Nearly 800 Muslim men and boys were held at Guantánamo after 2002, all but a handful without charge or trial, further reinforcing an anti-Islam narrative that permeated the United States’ response to the September 11, 2001 attacks. This narrative created space for discriminatory policies against Muslim citizens and communities of color under the guise of national security.
The United States in still holding thirty-five Muslim men at Guantánamo, many who are torture survivors, some formerly disappeared at “black sites” before being sent there. The effects of their physical and psychological torture include: scars, headaches, musculoskeletal pains, hearing loss, visual problems, neurological damage, nightmares, insomnia, memory loss, fatigue, anxiety, depression and post-traumatic stress disorder (PTSD).
All of the men who remain have been exposed to the physical and psychological trauma associated with prolonged indefinite detention, which creates uncertainty, unpredictability and loss of control over the elemental aspects of one’s life. Effects of indefinite detention include severe and chronic anxiety and dread, depression and suicide, PTSD and personality changes.
Guantánamo was chosen deliberately as the location to hold Muslim men, torture survivors in particular, in the hope that the United States could operate there outside the reach of international and domestic law. The U.S. government continues to refuse to afford fundamental constitutional rights and protections to those held there, even in cases of detainees who have been recommended for release by every government agency with a significant national security function.

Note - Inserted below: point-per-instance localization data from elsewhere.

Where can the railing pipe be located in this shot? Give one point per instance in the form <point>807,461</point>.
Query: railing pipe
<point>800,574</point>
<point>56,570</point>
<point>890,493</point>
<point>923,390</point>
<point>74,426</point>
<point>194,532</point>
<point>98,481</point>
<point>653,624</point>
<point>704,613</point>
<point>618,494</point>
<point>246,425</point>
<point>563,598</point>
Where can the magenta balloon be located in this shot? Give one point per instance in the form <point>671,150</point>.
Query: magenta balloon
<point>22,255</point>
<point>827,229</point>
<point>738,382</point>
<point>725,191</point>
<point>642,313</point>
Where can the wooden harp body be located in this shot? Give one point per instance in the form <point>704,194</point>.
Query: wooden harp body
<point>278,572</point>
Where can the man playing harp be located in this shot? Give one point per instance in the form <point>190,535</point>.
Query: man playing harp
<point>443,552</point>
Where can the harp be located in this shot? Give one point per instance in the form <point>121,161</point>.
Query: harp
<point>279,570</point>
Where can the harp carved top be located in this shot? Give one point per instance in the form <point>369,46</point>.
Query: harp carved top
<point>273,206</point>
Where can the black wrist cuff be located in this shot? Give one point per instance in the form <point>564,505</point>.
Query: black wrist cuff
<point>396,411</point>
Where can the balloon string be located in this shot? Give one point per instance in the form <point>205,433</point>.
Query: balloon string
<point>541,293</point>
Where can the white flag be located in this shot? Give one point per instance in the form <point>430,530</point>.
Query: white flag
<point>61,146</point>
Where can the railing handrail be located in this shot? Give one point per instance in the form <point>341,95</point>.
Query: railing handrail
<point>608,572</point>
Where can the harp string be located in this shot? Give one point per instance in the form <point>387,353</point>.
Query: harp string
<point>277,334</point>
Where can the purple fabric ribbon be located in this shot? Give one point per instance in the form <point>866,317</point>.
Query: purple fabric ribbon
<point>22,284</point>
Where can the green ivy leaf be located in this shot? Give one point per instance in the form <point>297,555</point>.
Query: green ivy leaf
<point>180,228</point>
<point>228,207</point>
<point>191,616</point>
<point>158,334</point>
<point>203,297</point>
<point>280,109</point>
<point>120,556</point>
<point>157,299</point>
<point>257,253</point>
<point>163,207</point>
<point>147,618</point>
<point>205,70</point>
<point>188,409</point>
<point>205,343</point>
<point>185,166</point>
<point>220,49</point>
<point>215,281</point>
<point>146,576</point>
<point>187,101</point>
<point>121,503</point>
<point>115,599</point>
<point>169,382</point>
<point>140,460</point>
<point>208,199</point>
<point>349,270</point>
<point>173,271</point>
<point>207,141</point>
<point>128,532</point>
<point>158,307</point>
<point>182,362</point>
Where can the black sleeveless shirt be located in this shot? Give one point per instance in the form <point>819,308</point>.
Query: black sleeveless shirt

The military commissions, the makeshift court system that President George W. Bush established at Guantánamo to prosecute non-citizen terrorism suspects without providing them basic rights, violates international and domestic fair trial standards. According to Brig. Gen. John Baker, the commissions chief defense counsel from 2015 to 2021, “the legitimacy of commission prosecutions has also been severely undermined by repeated gross violations of defense counsels’ relationship with their clients”—for example, placement of listening devices in attorney-client interview rooms and placement of informants on defense teams.” And, of course, there is what Gen. Baker termed the government’s “original sin, torture,” which “impacts and undermines every aspect of these prosecutions.”
Family members of 9/11 victims have called on the government to close Guantánamo and for an end to the unfair, “shameful” military commissions, which have not brought any form of justice or closure to them.
In Guantánamo’s early years, European allies of the United States feared cooperating with the U.S. in counterterrorism efforts due to possible backlash from their citizens as reports surfaced about the offshore camp and use of torture. The United Kingdom questioned the U.S.’ ability to treat prisoners humanely. The United Nations and its representatives have repeatedly called on the United States to adhere to its international human rights obligations, and to work toward accountability as it has set a dangerous precedent for others to act with impunity.
At the cost of half a billion dollars per year, Guantánamo is the most expensive such facility in the world.